2013 Native American $1 Coins

in Native American Dollars

The 2013 Native American $1 Coins will mark the fifth year in a series of strikes from the US Mint honoring the contributions of Native Americans to the United States of America.

2013 Native American $1 Coins, Obverse (US Mint image)

2013 Native American $1 Coins, Obverse - Click to Enlarge

Congress authorized this series with the Native American $1 Coin Act signed into law by President George W. Bush on September 20, 2007 to become Public Law 110-82. The specific language of the Act required the reverse designs to contain "images celebrating the important contributions made by Indian tribes and individual Native Americans to the development of the United States and the history of the United States."

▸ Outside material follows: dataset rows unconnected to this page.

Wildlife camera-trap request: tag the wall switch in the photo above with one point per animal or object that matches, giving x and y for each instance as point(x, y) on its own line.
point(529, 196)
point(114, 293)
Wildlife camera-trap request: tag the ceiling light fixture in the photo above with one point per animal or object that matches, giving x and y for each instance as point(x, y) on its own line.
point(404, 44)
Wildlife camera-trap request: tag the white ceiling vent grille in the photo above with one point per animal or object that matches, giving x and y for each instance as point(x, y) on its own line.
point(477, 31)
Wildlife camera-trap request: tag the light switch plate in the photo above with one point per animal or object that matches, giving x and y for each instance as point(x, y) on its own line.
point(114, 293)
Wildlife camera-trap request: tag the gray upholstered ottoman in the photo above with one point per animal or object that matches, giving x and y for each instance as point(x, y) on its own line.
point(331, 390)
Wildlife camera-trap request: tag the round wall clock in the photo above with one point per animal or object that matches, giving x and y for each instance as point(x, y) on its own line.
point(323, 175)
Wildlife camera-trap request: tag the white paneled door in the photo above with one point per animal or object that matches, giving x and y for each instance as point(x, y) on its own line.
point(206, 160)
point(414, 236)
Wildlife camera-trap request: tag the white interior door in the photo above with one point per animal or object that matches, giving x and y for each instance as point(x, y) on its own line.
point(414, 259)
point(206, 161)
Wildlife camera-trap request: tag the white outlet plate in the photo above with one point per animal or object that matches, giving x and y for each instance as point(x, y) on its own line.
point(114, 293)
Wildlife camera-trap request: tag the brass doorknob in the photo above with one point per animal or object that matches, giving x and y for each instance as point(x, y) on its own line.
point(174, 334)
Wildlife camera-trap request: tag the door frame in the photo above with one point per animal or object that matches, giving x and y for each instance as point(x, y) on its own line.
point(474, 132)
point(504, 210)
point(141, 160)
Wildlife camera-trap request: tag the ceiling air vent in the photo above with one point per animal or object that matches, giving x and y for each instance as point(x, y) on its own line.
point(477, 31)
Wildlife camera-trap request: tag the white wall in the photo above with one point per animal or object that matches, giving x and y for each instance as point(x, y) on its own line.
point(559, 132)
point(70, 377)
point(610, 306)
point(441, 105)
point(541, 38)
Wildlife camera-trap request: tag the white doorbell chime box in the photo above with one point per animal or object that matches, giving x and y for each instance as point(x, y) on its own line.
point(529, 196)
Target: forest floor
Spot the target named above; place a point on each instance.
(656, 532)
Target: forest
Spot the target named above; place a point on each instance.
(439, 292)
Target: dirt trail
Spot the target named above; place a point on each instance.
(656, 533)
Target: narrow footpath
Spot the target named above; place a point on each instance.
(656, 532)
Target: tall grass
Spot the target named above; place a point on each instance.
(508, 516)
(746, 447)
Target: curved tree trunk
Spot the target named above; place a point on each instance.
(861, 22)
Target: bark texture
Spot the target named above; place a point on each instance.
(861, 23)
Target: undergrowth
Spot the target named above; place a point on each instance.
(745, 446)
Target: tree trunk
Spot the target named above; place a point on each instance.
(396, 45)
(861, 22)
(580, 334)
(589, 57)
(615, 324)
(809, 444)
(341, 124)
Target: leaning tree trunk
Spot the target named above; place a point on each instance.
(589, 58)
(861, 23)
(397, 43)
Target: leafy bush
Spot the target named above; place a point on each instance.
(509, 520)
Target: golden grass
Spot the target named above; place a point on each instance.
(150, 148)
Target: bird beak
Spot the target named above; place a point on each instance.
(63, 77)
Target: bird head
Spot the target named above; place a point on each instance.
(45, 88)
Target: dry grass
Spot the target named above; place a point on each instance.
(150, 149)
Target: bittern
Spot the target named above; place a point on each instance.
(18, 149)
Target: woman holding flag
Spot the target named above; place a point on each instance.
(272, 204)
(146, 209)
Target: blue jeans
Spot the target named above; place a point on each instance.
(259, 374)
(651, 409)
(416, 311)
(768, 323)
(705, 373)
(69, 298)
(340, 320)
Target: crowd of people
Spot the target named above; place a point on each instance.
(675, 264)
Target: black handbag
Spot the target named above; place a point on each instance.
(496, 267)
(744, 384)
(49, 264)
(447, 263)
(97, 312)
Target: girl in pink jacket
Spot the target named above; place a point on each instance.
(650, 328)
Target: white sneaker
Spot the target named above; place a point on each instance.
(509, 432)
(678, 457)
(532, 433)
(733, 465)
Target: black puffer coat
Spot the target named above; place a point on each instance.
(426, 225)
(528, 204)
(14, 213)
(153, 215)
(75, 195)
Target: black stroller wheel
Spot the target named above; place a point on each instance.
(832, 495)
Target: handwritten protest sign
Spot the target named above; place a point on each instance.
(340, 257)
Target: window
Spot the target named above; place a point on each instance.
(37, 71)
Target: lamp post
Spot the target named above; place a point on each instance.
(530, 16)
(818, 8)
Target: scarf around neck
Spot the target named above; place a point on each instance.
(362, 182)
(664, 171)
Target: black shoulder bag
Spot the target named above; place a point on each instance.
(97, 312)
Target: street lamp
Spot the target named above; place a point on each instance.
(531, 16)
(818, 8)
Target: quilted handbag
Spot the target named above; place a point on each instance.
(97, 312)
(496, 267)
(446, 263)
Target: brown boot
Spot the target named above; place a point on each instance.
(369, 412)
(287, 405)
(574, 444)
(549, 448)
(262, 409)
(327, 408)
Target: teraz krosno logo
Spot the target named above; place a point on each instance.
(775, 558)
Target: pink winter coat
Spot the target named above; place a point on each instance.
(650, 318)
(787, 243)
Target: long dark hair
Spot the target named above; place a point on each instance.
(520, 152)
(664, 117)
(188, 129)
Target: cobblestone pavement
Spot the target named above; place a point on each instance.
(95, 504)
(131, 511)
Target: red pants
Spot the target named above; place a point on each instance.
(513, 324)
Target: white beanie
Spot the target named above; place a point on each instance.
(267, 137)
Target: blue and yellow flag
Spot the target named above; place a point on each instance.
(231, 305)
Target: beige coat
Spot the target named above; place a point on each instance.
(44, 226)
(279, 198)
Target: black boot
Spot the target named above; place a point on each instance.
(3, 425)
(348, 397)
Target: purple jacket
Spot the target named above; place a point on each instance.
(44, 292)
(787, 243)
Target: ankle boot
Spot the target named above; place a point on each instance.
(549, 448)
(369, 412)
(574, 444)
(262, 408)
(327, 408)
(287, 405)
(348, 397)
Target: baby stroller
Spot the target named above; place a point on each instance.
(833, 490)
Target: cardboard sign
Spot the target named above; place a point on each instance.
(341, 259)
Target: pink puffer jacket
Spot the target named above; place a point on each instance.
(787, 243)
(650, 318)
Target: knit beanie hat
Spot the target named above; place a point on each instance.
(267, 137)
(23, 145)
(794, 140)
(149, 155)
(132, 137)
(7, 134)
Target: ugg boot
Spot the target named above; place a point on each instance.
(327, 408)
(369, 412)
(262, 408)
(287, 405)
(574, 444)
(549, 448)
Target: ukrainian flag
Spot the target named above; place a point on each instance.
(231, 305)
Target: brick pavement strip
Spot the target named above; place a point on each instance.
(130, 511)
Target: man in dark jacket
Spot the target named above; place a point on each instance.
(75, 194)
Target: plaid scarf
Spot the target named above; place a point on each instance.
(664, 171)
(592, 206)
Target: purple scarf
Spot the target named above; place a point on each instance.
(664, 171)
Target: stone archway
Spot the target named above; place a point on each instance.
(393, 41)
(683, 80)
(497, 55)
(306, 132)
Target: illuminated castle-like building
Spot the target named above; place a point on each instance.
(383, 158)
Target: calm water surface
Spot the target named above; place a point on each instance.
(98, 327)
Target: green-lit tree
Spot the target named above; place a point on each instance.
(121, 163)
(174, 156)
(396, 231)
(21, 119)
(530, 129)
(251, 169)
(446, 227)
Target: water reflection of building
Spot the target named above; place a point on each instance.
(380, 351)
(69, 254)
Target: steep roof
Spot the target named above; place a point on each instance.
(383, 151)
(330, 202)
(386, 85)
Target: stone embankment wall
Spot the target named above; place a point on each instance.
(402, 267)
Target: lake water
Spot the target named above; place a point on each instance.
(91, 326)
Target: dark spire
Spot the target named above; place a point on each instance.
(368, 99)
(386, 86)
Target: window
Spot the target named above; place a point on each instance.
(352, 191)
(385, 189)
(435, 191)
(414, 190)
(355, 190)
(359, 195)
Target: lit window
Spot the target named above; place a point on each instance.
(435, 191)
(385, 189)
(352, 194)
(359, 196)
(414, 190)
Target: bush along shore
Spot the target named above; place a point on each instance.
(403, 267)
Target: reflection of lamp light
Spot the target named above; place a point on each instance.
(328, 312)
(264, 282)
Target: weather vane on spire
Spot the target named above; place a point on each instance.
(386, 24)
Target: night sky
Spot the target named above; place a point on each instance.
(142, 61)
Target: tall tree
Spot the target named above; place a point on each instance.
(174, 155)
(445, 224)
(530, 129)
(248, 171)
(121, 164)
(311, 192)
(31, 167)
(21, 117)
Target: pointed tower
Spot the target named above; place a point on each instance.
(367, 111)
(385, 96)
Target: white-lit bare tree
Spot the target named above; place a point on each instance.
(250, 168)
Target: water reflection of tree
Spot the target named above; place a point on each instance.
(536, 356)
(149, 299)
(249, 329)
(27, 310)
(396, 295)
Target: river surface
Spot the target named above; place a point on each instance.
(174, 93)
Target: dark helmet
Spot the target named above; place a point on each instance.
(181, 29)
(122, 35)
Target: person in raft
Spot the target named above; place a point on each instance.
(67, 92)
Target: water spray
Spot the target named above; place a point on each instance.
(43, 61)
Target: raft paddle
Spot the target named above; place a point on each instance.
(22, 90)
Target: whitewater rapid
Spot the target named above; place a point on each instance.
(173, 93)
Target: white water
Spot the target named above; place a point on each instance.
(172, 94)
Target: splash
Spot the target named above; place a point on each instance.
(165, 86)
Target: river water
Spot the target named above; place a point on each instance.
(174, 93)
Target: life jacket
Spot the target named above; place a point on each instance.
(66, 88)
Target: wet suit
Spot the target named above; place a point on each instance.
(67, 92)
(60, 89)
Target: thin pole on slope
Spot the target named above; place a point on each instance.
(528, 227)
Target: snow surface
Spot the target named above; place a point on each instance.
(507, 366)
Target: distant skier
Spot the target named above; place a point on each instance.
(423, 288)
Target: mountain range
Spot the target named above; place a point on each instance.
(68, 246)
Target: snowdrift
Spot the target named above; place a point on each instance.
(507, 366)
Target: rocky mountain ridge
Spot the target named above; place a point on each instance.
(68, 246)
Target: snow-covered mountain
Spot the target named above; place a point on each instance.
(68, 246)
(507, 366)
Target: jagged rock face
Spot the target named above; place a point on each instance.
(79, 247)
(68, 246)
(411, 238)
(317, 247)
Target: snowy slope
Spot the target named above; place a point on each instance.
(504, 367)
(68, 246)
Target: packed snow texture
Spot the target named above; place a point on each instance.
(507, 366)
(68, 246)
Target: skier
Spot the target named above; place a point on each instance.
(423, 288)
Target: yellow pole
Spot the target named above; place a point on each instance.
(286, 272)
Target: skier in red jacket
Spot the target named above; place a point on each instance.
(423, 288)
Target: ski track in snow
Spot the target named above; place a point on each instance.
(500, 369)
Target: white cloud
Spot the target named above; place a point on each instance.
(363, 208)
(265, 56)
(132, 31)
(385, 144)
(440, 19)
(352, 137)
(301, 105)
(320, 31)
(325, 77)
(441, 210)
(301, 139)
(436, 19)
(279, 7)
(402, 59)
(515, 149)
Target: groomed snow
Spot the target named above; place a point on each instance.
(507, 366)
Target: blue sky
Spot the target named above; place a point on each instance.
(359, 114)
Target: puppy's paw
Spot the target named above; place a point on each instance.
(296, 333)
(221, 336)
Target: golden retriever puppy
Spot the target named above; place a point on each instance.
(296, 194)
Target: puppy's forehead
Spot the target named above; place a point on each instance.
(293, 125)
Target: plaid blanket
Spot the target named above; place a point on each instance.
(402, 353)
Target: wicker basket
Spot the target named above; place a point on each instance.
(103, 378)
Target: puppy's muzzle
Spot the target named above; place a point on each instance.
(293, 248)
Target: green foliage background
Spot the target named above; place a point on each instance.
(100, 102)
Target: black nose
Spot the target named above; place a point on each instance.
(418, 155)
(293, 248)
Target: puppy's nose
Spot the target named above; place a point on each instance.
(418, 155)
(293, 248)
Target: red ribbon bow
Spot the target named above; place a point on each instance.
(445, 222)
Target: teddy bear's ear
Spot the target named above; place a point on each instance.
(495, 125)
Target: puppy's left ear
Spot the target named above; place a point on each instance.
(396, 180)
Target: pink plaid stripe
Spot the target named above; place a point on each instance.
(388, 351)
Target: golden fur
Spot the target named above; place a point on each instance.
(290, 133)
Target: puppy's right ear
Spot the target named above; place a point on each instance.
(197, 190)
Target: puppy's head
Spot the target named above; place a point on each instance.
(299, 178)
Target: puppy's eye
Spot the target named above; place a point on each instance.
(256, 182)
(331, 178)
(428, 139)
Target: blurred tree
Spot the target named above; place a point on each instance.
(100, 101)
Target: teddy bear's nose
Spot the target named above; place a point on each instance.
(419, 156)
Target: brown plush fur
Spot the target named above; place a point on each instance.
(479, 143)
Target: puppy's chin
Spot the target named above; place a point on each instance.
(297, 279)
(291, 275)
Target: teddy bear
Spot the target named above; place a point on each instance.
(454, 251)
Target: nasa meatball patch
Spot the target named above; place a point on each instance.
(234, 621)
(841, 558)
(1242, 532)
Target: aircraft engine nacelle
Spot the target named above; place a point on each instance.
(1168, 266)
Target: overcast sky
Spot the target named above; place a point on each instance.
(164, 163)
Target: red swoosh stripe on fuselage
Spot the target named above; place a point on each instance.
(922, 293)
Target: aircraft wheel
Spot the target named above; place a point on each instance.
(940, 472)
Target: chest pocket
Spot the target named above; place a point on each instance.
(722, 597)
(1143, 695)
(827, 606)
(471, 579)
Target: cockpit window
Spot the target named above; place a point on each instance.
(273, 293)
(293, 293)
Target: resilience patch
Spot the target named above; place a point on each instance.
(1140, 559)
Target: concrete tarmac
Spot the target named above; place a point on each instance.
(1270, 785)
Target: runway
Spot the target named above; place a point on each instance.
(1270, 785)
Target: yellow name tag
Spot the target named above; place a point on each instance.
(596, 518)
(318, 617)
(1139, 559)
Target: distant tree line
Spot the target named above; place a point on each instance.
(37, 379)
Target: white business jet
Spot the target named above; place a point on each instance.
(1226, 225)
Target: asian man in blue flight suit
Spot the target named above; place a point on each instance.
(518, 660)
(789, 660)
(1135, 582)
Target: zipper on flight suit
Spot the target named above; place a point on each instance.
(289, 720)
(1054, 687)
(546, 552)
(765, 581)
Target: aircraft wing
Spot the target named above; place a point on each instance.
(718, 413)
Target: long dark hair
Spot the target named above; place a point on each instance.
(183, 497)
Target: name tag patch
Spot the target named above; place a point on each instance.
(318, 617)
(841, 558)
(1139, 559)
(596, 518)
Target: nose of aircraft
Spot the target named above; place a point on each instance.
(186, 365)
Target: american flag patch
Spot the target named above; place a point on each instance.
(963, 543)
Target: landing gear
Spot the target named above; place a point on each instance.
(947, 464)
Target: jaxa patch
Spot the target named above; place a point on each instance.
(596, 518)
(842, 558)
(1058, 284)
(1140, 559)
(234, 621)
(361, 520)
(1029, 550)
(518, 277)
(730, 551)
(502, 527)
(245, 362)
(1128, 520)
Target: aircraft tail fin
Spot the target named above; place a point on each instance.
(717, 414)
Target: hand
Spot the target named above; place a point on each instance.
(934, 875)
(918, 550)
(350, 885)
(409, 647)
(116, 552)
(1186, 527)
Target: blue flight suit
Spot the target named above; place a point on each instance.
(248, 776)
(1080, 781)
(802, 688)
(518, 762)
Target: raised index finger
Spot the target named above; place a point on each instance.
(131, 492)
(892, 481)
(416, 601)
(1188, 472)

To that end, the Mint started the new series in 2009 with the release of the 2009 "Three Sisters" Native American Coin. It showcased a woman planting seeds of corn, beans and squash together in a method developed by the Native Americans around 1000 A.D.

Following that release in 2010 was a design honoring the Haudenosaunee Confederation, also known as the Iroquois Confederacy. This 2010 Native American $1 Coin honored the diplomatic and political alliance formed by five tribes in the early 1400’s.

Then, in 2011, the reverse design was emblematic of the peace treaties between tribes and European settlers as they arrived in the New World. Specifically, the 2011 strike showed the hands of Supreme Sachem Ousamequin Massasoit and Governor John Carver exchanging the peace pipe in 1621.


The obverse of all strikes in the series contains the same portrait of Sacagawea featured on a dollar coin by the Mint since 2000. Sacagawea was a young Shoshone woman who served as a guide to the Lewis and Clark Expedition in the early 1800’s.

Shown on the reverse of the 2013 Native American $1 Coin will be a design continuing the series emblematic of the contributions made by Native Americans to the history of the United States.